If you need floating point one possibility is to use a processor soft core with a floating point unit implemented in FPGA fabric, and run software on that core. The core interface to the rest of the FPGA fabric over a physical bus such as axi4 steaming. See:
https://www.xilinx.com/products/design-tools/microblaze.html to get started.
It is a very different workflow than ordinary FPGA design and uses different tools. C or C++ compiler with math libraries (tan, exp, div, etc) would be used along with the processor core.

Another possibility for fixed point is an FPGA with a hard core processor.

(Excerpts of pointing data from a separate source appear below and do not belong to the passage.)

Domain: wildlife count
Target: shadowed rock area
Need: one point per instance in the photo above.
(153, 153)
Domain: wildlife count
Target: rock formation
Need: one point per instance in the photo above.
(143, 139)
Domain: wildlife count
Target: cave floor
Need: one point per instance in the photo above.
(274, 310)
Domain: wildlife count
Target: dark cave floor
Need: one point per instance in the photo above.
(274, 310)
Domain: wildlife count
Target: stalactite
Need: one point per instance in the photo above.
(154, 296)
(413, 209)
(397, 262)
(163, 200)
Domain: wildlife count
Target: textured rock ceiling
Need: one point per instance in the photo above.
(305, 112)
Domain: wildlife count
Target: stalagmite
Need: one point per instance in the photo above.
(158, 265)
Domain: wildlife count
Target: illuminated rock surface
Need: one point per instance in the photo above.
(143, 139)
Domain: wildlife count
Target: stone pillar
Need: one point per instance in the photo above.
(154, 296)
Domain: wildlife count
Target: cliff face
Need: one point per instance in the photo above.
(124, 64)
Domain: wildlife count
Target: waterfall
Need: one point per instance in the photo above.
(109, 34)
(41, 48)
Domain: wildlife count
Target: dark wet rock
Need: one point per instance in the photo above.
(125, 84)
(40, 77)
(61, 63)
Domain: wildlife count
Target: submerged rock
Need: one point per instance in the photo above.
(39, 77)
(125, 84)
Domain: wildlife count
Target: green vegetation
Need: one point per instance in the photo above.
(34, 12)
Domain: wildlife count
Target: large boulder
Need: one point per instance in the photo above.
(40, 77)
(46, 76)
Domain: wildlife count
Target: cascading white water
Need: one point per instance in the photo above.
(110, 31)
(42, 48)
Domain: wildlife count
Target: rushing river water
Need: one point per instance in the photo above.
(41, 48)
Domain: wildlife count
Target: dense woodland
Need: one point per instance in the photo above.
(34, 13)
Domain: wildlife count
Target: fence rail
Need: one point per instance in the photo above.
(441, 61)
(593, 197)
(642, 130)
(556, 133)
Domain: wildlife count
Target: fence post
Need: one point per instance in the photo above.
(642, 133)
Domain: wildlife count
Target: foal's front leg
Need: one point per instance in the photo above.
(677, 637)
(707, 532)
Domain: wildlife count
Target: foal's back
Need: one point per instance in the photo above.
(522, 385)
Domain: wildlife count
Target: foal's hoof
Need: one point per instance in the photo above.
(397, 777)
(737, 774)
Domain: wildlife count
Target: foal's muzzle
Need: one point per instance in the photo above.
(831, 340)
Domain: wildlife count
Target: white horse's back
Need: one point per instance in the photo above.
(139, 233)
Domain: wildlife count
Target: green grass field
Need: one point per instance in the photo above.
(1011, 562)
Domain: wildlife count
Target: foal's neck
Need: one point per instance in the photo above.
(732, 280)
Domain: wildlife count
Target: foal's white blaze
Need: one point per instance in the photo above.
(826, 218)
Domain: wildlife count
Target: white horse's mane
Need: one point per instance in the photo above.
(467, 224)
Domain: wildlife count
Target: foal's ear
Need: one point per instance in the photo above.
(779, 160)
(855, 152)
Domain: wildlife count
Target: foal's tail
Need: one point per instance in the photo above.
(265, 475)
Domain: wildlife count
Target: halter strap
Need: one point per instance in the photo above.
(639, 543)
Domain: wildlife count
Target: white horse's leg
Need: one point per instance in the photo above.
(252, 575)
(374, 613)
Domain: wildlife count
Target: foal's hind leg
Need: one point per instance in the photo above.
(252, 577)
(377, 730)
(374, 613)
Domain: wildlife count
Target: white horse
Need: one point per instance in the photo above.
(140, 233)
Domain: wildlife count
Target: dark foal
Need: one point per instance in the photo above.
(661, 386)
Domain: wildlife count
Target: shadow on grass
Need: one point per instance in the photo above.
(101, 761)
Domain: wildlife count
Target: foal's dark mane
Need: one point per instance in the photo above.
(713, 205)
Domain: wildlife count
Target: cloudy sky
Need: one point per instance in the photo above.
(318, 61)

Xilinx Zynq is one of them. This is a complex and powerful approach. A free free book provides knowledge on how to use Zynq
http://www.zynqbook.com/.
This workflow is even more complex that soft core approach because the Zynq is a more complex platform (hard processor & FPGA integrated on one chip).

Mikef
  • 1,572
  • 2
  • 10
  • 21
0

Its pretty hard to implement non-linear functions like that in hardware, and on top of that floating point arithmetic is even more costly. Its definitely better(and recommended) to work with fixed point arithmetic as mentioned in answers before. The number of precision bits in fixed point arithmetic will depend on your result accuracy and the error tolerance.

For hardware implementations, any kind of non-linear function can be approximated as piecewise linear function, and use a ROM based implementation approach as described in previous answers. The number of sample points that you take from the non-linear function determines your accuracy. The more samples you store the better approximation of the function you get. Often in hardware , number of samples you can store can become restricted by the amount of fast/local memory available to you. In this case to optimize the memory resources, you can add a little extra compute resources and perform linear interpolation to calculate the needed values.